8. The system according to claim 1, characterized in that, The specific process for constructing the nonlinear durability prediction model is as follows: It includes an input layer, a non-linear mapping layer, and an output layer; The input consists of historical independent influencing factors, coupled residual factors, and corresponding key power component attenuation data; the output is the time-series prediction results of the attenuation rate of key power components. The input layer performs dimension alignment and standardization preprocessing on the received feature data; The nonlinear mapping layer adopts a multilayer perceptron architecture, embedding nonlinear activation functions to iteratively transform the preprocessed features layer by layer; the output layer integrates the mapped features to generate temporal prediction results.

9. The system according to claim 1, characterized in that, The specific process for calculating the predicted lifespan of the battery pack and electric drive system is as follows: The independent influencing factors and coupled residual factors obtained in real time are input into the nonlinear durability prediction model, and the attenuation trend data of key power components are calculated. By combining the initial design life parameters of the components with historical degradation data, the remaining life prediction value of the key power components is calculated by using the trend extrapolation method.

10. The system according to claim 1, characterized in that, The specific process for classifying the health levels of battery packs and electric drive systems is as follows: based on preset health judgment rules and combined with the performance parameter thresholds of key power components, multiple gradient health level ranges and corresponding judgment thresholds are set. The calculated life prediction values ​​are compared with the judgment thresholds of each level one by one, and the health level of the key power components is determined based on the comparison results.

11. The system according to claim 1, characterized in that, The specific process of outputting control strategies corresponding to different health levels is as follows: a matching strategy library of health levels and control strategies is pre-built. The matching strategy library contains strategy types and basic parameters corresponding to each health level. Based on the health level of the key power components, the corresponding matching control strategy is retrieved, and the basic parameters of the strategy are refined and calibrated in combination with real-time operating data.

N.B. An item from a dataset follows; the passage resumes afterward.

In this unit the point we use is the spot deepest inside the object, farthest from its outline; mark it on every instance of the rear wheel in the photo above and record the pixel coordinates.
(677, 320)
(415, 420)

12. The system according to claim 1, characterized in that, The specific process of dynamically updating the input factors based on real-time fusion data is as follows: acquire the newly generated fusion dataset in real time, establish a factor change monitoring mechanism, and track the numerical changes of independent influencing factors and coupled residual factors in real time; when the factor numerical change exceeds the preset fluctuation range, replace the old factor data with the factor data corresponding to the newly generated fusion dataset, and synchronously input the updated factors into the nonlinear durability prediction model.